0

I'm using below code inside a servlet for reading and writing PDF in application, but the read() method is getting blocked for some PDFs after reading some bytes:

public void doGet(HttpServletRequest request, HttpServletResponse response) throws ServletException, IOException{
    InputStream is = null;
    OutputStream oos = null;
    try {
         String pdfPath = (String) request.getSession().getAttribute("viewPdfPath");
         
         File file=new File(pdfPath);
         
         oos = response.getOutputStream();
         response.setContentType("application/pdf");
         byte[] buf = new byte[8192];
    
         is= new FileInputStream(file);
         int c = 0;
         while ((c = is.read(buf, 0, buf.length)) > 0) { **//blocking after reading some bytes**
             oos.write(buf, 0, c);
             oos.flush();
         }
    
         oos.flush();
     } catch (FileNotFoundException e) {
            e.printStackTrace();
    }catch(Exception e){
        e.printStackTrace();
    } finally {
        if(oos != null)
            oos.close();
        if(is != null)
            is.close();
    }
}

The above code when executed from terminal as part of the standalone java class was successfully reading all bytes of the same PDF on the same Linux server where the application is currently hosted.

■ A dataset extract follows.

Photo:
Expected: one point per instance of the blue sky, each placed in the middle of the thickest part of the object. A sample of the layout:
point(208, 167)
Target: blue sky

Why the InputStream read() method is getting blocked as part of application, but same code when executed from the same Linux server as part of the standalone java class was successfully reading without blocking?

Mark Rotteveel
  • 100,966
  • 191
  • 140
  • 197
  • 2
    Not related to your question, but I highly recommend that you learn how to use [try-with-resources](https://docs.oracle.com/javase/tutorial/essential/exceptions/tryResourceClose.html) to simplify your code and prevent resource leaks that are possible in your current code. – Mark Rotteveel Jan 08 '22 at 08:25
  • 1 significant difference: "standalone java" app doesn't sound like "multi-threading"!? what happens when you (by accident) "hit the button twice"!? (in the same "session" ..without changing `viewPdfPath`) ... there will be two threads trying to read from the same file! – xerx593 Jan 08 '22 at 08:29
  • Every time method `doGet` is invoked, it runs in a separate thread. Try creating multiple threads in your standalone Java program where each thread tries to read the same PDF file and see if that blocks. – Abra Jan 08 '22 at 08:33
  • 2
    @xerx593 Why would [concurrent reads of the same file](https://stackoverflow.com/questions/9543984/is-it-safe-to-access-the-same-file-by-several-fileinputstream) cause indefinite blocking? – polo-language Jan 08 '22 at 08:48
  • Use `Files.copy(Path.of(pdfPath), oos)` instead of all that verbose code. How have you confirmed that `pdfPath` read is blocked? Get a thread dump of the app server (`kill -QUIT pid`) and also see open file handles of same server (`lsof |grep pid`). – DuncG Jan 08 '22 at 10:16
  • By the way the loop condition ought to be `>= 0` – DuncG Jan 08 '22 at 10:45
  • @DuncG We also tried with Files.copy(Path.of(pdfPath), oos) but still the same issue was there. In order to check that the read is blocked, we printed the count inside the while loop to check the number of times it got called for that PDF and found that the result (max count * 8192) was less than the PDF size. Also, we have put the logger in finally block and found that while reading it was not getting called for those PDF. – user17869627 Jan 10 '22 at 06:29
  • The block may be the writer to servlet output. How big is this PDF? Are there servlet filters in the chain? You need to see stack trace of the VM to confirm FIS read is locked, as my comment above (try also jstack). – DuncG Jan 10 '22 at 08:39

1 Answers1

0

According to the Javadoc, FileInputStream::read is a blocking operation:

Reads up to len bytes of data from this input stream into an array of bytes. If len is not zero, the method blocks until some input is available

When reading files locally from the same machine, it's likely that the read operation completes very quickly, but that does not mean that in theory it is not blocking for some milliseconds waiting for the OS, disk, etc. While reading from a remote machine, it is more likely that the blocking time is long enough for you to notice.

polo-language
  • 826
  • 5
  • 13